El especialista explicó que esa droga afecta directamente el sistema nervioso central, provocando somnolencia, cansancio constante y relajación extrema, además de cambios visibles en el comportamiento y en el estado físico de quienes la consumen.
Comentó que padres y madres de familia deben mantenerse atentos si sus hijas o hijos dejan de convivir con la familia, pasan demasiado tiempo encerrados en sus habitaciones, muestran desinterés por la escuela o el deporte, o presentan cambios bruscos de conducta.

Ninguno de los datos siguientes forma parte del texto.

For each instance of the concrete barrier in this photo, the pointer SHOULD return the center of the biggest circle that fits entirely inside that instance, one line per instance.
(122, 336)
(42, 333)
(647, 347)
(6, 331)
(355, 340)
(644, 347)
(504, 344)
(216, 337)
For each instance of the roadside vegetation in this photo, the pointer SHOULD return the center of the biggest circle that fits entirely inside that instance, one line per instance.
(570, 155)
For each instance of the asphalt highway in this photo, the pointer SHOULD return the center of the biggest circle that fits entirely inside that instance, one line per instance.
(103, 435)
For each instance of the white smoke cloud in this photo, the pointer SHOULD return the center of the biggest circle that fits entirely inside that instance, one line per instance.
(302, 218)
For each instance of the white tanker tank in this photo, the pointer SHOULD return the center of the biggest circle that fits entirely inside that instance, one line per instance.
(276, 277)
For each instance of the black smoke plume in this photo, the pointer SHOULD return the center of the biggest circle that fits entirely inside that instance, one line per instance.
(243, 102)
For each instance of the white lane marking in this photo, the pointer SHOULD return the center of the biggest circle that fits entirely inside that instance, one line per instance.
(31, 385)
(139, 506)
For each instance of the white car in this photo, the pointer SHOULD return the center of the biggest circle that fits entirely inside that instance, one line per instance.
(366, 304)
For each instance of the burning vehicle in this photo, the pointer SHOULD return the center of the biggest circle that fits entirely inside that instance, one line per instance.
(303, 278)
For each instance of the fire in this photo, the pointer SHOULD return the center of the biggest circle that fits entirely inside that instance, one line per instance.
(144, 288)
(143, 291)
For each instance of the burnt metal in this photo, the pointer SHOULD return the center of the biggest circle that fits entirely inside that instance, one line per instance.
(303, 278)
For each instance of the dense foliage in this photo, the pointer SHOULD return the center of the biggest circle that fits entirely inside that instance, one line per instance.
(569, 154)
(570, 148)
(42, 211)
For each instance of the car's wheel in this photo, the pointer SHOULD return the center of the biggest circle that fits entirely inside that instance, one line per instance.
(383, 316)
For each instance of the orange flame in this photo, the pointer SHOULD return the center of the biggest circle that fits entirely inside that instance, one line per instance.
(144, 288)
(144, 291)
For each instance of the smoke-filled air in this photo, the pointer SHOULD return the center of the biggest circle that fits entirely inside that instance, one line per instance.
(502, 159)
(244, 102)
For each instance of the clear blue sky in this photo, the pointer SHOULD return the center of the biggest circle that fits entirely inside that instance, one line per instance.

“El fentanilo es hasta 50 veces más potente que la heroína y más de 100 veces más fuerte que la morfina, por eso representa un riesgo tan grave”, señaló.
Cuevas Macías indicó que una de las características más visibles en consumidores es la postura inclinada del cuerpo al permanecer de pie, situación que incluso ha provocado que en algunas regiones se le conozca como la droga zombie.
Añadió que, aunque esta sustancia fue creada originalmente para uso médico, actualmente circula de manera ilegal y suele mezclarse con otras drogas, principalmente metanfetamina, para aumentar el nivel de adicción.
Detalló que el fentanilo puede encontrarse en distintas presentaciones dentro del mercado ilegal, entre ellas pastillas de colores, goteros y láminas.
Finalmente, recomendó fortalecer la comunicación familiar y no minimizar cambios físicos o emocionales en adolescentes y jóvenes, pues podrían representar señales de una posible adicción.